Shalmstry is a small settlement in Caithness, Scotland. It is just under 3 mi south of Thurso. It is located off the A9 and is remote. The settlements of Weydale and Sordale can be found to the south and Thurso to the north via the A9.

==Local geography==

Shalmstry is similar to the rest of the remote countryside nearby, with large amounts of grassland and some marsh and wetlands near the local water outlets and the River Thurso. Apart from Thurso, there are no large settlements, only small hamlets and scattered settlements in places. Shalmstry fits this trend as it is a remote, small, settlement in the countryside, with some houses and farmland.

==Local area==

The local area around Shalmstry consists mainly of grassland. There are a few farms, tracks, paths and settlements but the nearest town is Thurso which is a 6 minute drive away along the A9. To walk it takes about 51 minutes.

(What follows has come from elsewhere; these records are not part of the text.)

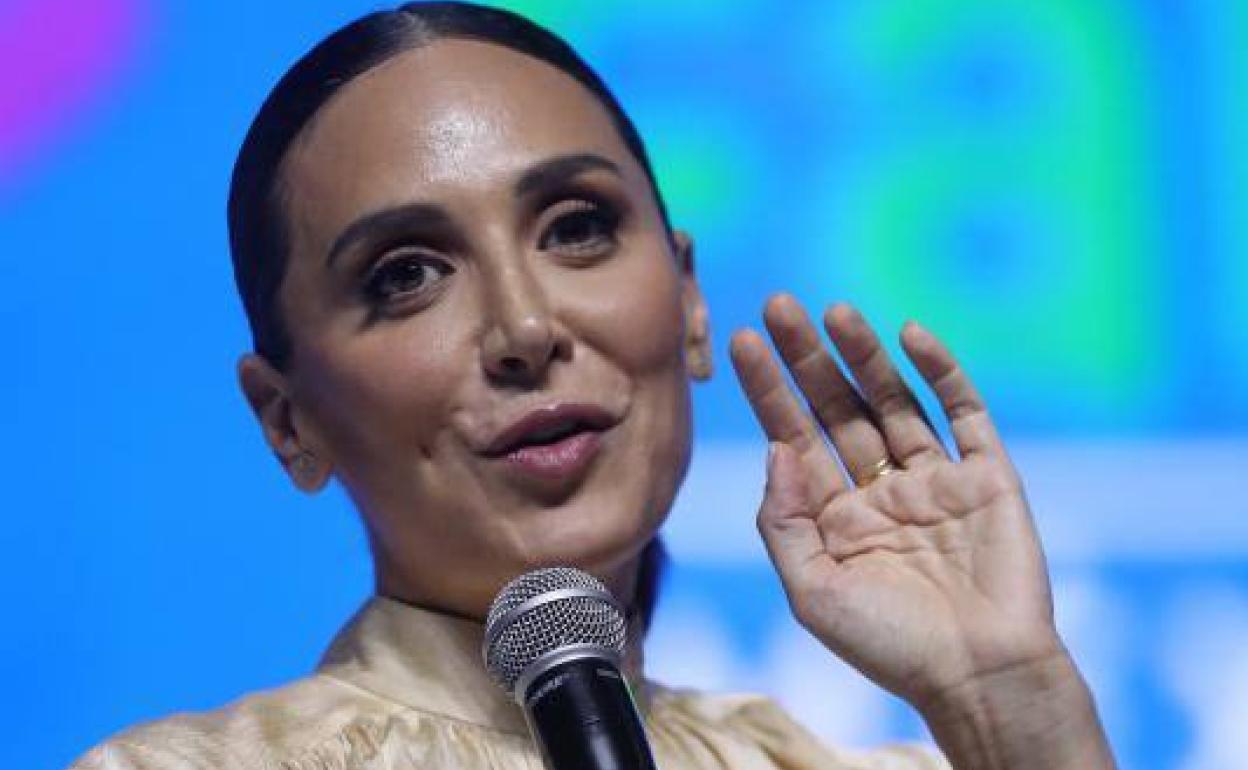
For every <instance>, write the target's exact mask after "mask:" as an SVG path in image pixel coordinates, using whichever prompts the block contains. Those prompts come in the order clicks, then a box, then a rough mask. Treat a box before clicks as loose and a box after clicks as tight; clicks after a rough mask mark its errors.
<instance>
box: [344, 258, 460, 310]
mask: <svg viewBox="0 0 1248 770" xmlns="http://www.w3.org/2000/svg"><path fill="white" fill-rule="evenodd" d="M453 272H456V268H454V267H453V266H451V263H448V262H447V261H446V260H442V258H439V257H434V256H431V255H427V253H422V252H412V251H396V252H391V253H389V255H387V256H384V257H382V260H379V261H378V262H377V263H376V265H374V266H373V268H372V271H369V273H368V276H367V277H366V278H364V295H366V296H367V297H368V300H369V301H372V302H374V303H386V302H394V301H397V300H403V298H407V297H414V296H423V295H426V293H427V292H429V291H433V290H434V288H437V286H438V285H439V283H441V282H442V280H443V278H446V277H447V276H449V275H451V273H453Z"/></svg>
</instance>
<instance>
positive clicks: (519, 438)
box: [484, 403, 618, 457]
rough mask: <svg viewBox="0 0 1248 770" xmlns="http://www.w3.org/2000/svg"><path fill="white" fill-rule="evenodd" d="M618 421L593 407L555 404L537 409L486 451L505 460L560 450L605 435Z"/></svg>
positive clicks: (489, 453) (611, 414) (503, 433)
mask: <svg viewBox="0 0 1248 770" xmlns="http://www.w3.org/2000/svg"><path fill="white" fill-rule="evenodd" d="M617 422H618V421H617V418H615V417H614V416H612V414H610V413H609V412H607V411H605V409H603V408H602V407H597V406H593V404H577V403H568V404H554V406H550V407H543V408H539V409H534V411H532V412H529V413H528V414H525V416H524V417H522V418H520V419H518V421H515V422H514V423H512V424H510V426H508V427H507V428H504V429H503V431H502V432H500V433H499V434H498V436H495V437H494V438H493V441H490V442H489V444H488V446H487V447H485V452H484V453H485V456H488V457H505V456H512V454H515V453H518V452H522V451H527V449H537V448H539V447H557V446H559V444H563V443H567V442H568V441H569V439H573V438H575V437H578V436H582V434H584V433H602V432H603V431H607V429H608V428H610V427H612V426H614V424H615V423H617Z"/></svg>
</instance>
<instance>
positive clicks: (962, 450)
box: [901, 321, 1005, 457]
mask: <svg viewBox="0 0 1248 770" xmlns="http://www.w3.org/2000/svg"><path fill="white" fill-rule="evenodd" d="M901 346H902V348H905V351H906V354H907V356H910V359H911V361H914V362H915V368H916V369H919V373H920V374H922V377H924V379H925V381H926V382H927V384H929V386H930V387H931V389H932V392H935V393H936V398H937V399H938V401H940V404H941V408H942V409H943V411H945V417H946V419H948V424H950V431H951V432H952V434H953V441H955V442H957V451H958V452H960V453H961V454H962V457H967V456H971V454H975V453H977V452H980V453H987V454H998V456H1005V447H1003V446H1002V443H1001V437H1000V436H998V434H997V429H996V426H993V424H992V418H991V417H990V416H988V409H987V406H986V404H985V403H983V399H982V398H981V397H980V393H978V391H977V389H976V388H975V386H973V384H972V383H971V378H970V377H967V374H966V372H965V371H963V369H962V367H961V366H958V363H957V359H955V358H953V354H952V353H950V352H948V348H946V347H945V344H943V343H942V342H941V341H940V339H937V338H936V336H935V334H932V333H931V332H929V331H927V329H925V328H924V327H921V326H919V324H917V323H915V322H914V321H910V322H907V323H906V326H905V327H904V328H902V329H901Z"/></svg>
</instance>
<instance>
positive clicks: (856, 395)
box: [734, 298, 1057, 701]
mask: <svg viewBox="0 0 1248 770" xmlns="http://www.w3.org/2000/svg"><path fill="white" fill-rule="evenodd" d="M768 326H769V329H770V331H771V336H773V338H774V339H775V342H776V346H778V348H779V349H780V353H781V357H782V358H784V359H785V362H786V363H787V366H789V368H790V372H791V373H792V376H794V379H795V381H796V382H797V384H799V388H800V389H801V392H802V394H804V396H805V397H806V401H807V403H809V404H810V406H811V412H812V414H811V413H807V412H806V411H805V409H804V408H801V404H800V402H799V401H797V399H796V397H795V394H794V393H792V392H791V391H790V389H789V388H787V386H786V384H785V383H784V379H782V377H781V376H780V372H779V368H778V366H776V364H775V362H774V361H773V359H771V357H770V356H769V354H766V351H765V348H764V347H763V344H761V339H759V338H758V337H756V336H751V334H749V333H746V334H743V336H741V337H739V338H738V339H736V341H735V343H734V362H735V364H736V368H738V373H739V376H740V378H741V382H743V386H744V387H745V391H746V394H748V396H749V398H750V402H751V404H753V407H754V409H755V412H756V414H758V416H759V419H760V422H761V423H763V427H764V429H765V431H766V432H768V436H769V437H770V438H771V439H773V442H776V444H778V446H776V448H775V449H774V456H773V462H771V467H770V468H769V489H768V497H766V499H765V500H764V507H763V510H761V512H760V528H761V530H763V533H764V535H765V539H766V543H768V548H769V552H770V553H771V557H773V559H774V560H775V562H776V567H778V569H779V572H780V575H781V579H782V582H784V584H785V589H786V592H787V593H789V597H790V602H791V604H792V605H794V609H795V612H796V614H797V618H799V619H800V620H801V621H802V624H805V625H806V626H807V628H809V629H810V631H811V633H812V634H815V635H816V636H817V638H819V639H820V640H822V641H824V643H825V644H826V645H827V646H829V648H831V649H832V650H834V651H836V653H837V654H839V655H841V656H842V658H845V659H846V660H847V661H850V663H851V664H854V665H855V666H857V668H859V669H860V670H861V671H864V673H865V674H866V675H867V676H870V678H872V679H875V680H876V681H877V683H879V684H881V685H882V686H885V688H887V689H890V690H892V691H894V693H897V694H900V695H902V696H905V698H907V699H910V700H911V701H919V700H922V699H925V698H930V696H934V695H935V694H938V693H940V691H941V690H945V689H947V688H952V686H956V685H957V684H958V683H961V681H967V680H970V679H972V678H975V676H977V675H980V674H983V673H988V671H995V670H1001V669H1002V668H1007V666H1012V665H1017V664H1022V663H1026V661H1030V660H1033V659H1036V658H1040V656H1042V655H1047V654H1051V653H1052V651H1053V649H1055V648H1056V646H1057V641H1056V639H1057V638H1056V633H1055V631H1053V630H1052V609H1051V603H1050V595H1048V582H1047V577H1046V572H1045V567H1043V559H1042V557H1041V553H1040V547H1038V544H1037V540H1036V537H1035V533H1033V528H1032V524H1031V515H1030V512H1028V509H1027V504H1026V500H1025V498H1023V494H1022V490H1021V488H1020V485H1018V480H1017V477H1016V474H1015V472H1013V469H1012V467H1011V464H1010V461H1008V458H1007V457H1006V454H1005V452H1003V449H1002V448H1001V446H1000V442H998V441H997V438H996V433H995V431H993V429H992V424H991V422H990V421H988V418H987V414H986V412H985V411H983V408H982V403H981V402H980V401H978V396H977V394H976V393H975V391H973V388H972V387H971V386H970V382H968V381H967V379H966V378H965V376H962V374H961V371H960V369H958V368H957V367H956V363H955V362H953V359H952V357H950V356H948V353H947V352H946V351H945V349H943V347H942V346H940V343H938V342H936V341H935V338H932V337H930V334H926V333H925V332H921V331H919V329H917V328H916V329H907V333H905V334H904V337H902V343H904V346H905V347H906V349H907V352H909V353H910V356H911V358H912V359H914V361H915V364H916V366H917V367H919V369H920V371H921V372H922V373H924V376H925V378H926V379H927V381H929V383H930V384H931V386H932V387H934V389H935V391H936V393H937V396H938V398H940V399H941V403H942V407H943V408H945V412H946V414H947V417H948V418H950V422H951V426H952V429H953V434H955V437H956V439H957V443H958V448H960V451H961V456H962V457H961V459H955V458H951V457H950V456H948V454H947V453H946V452H945V449H943V447H942V446H941V444H940V441H938V439H937V438H936V437H935V434H934V433H932V431H931V428H930V426H929V424H927V422H926V419H925V418H924V416H922V413H921V412H920V411H919V408H917V403H916V402H915V399H914V398H912V396H910V391H909V389H907V388H906V387H905V386H904V384H902V383H901V379H900V377H897V374H896V371H895V369H894V367H892V366H891V363H889V361H887V357H886V356H885V354H884V351H882V348H881V347H880V346H879V341H877V339H876V338H875V334H874V333H872V332H871V331H870V328H867V327H866V324H865V323H862V322H861V317H859V316H857V314H856V313H852V312H851V311H847V309H834V311H832V312H830V313H829V317H827V329H829V333H830V336H831V337H832V341H834V343H835V344H836V346H837V348H839V351H840V352H841V357H842V358H844V359H845V361H846V362H847V364H849V368H850V371H851V373H852V374H854V377H855V379H856V382H857V387H854V386H851V384H849V381H846V379H845V377H844V376H842V374H841V373H840V369H839V368H837V367H836V364H835V362H834V361H832V359H831V357H830V354H829V353H827V352H826V351H825V348H824V347H822V344H821V343H820V342H819V336H817V332H815V329H814V327H811V326H810V323H809V321H806V319H805V316H804V314H802V313H801V312H800V308H797V307H796V305H795V303H794V302H792V301H791V300H787V298H780V300H778V301H774V302H773V303H771V305H770V306H769V308H768ZM881 459H890V462H891V463H892V464H895V465H896V467H897V469H896V472H890V473H887V474H885V475H882V477H879V478H872V477H874V473H872V468H875V467H877V465H879V463H880V461H881ZM842 465H844V468H845V469H846V470H847V477H849V478H846V474H845V473H842V470H841V467H842ZM855 479H857V483H856V485H855Z"/></svg>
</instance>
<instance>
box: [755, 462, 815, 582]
mask: <svg viewBox="0 0 1248 770" xmlns="http://www.w3.org/2000/svg"><path fill="white" fill-rule="evenodd" d="M815 515H816V514H815V512H812V510H811V509H810V499H809V495H807V493H806V467H805V465H804V464H802V462H801V459H800V458H799V457H797V453H796V452H794V451H792V448H791V447H789V444H785V443H782V442H771V446H770V448H769V449H768V485H766V489H765V490H764V493H763V503H761V504H760V505H759V518H758V523H759V533H760V534H761V535H763V542H764V544H766V548H768V554H769V555H770V557H771V563H773V564H775V568H776V572H779V573H780V579H781V580H782V582H784V584H785V588H786V589H787V590H789V592H790V593H791V592H792V589H794V587H795V583H796V582H797V580H799V578H800V575H801V573H802V570H804V569H806V568H807V567H809V565H810V563H811V562H812V560H814V559H816V558H819V557H821V555H822V554H824V550H825V549H824V539H822V537H821V535H820V534H819V525H817V524H816V523H815Z"/></svg>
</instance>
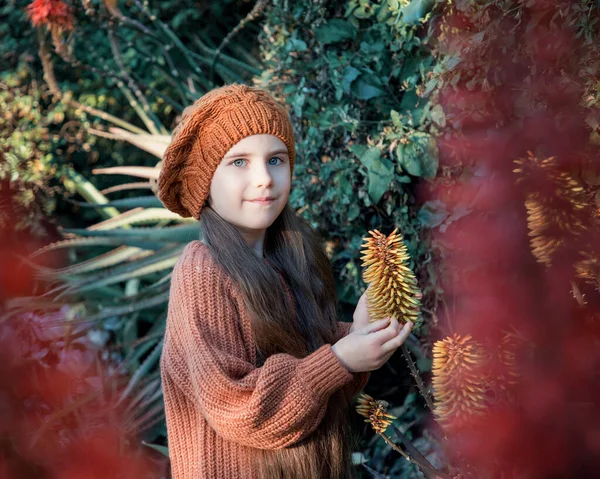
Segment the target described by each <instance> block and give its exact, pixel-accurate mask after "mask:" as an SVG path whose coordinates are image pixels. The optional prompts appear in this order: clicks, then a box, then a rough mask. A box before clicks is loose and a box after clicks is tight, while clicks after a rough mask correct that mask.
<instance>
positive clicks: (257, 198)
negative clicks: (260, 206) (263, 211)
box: [248, 196, 275, 205]
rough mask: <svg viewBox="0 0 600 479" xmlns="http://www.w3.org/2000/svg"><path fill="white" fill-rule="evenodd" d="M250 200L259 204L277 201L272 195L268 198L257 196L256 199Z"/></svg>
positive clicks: (268, 197) (260, 204)
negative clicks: (257, 196)
mask: <svg viewBox="0 0 600 479" xmlns="http://www.w3.org/2000/svg"><path fill="white" fill-rule="evenodd" d="M248 201H250V203H255V204H257V205H270V204H271V203H273V202H274V201H275V198H272V197H270V196H269V197H267V198H257V199H254V200H248Z"/></svg>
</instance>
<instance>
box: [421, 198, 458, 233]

There are little facilities in the area. There are no bus stops and no known pay phones. Taxis are available. The nearest post office and other basic facilities are nearby but supermarkets and emergency services are in Thurso. With it being at the far north of Scotland, all the large settlements are south, apart from Wick which is to the East. To get to cities such as Glasgow and Edinburgh, you would need to drive or take long distance public transport.

==Local transport==

There are no public bus services running through Shalmstry. Trains to Inverness can be found at Thurso railway station. Other public Bus Services can also be found in Thurso to the local area and also Wick. The A9 runs through the village though so taxis are an option here.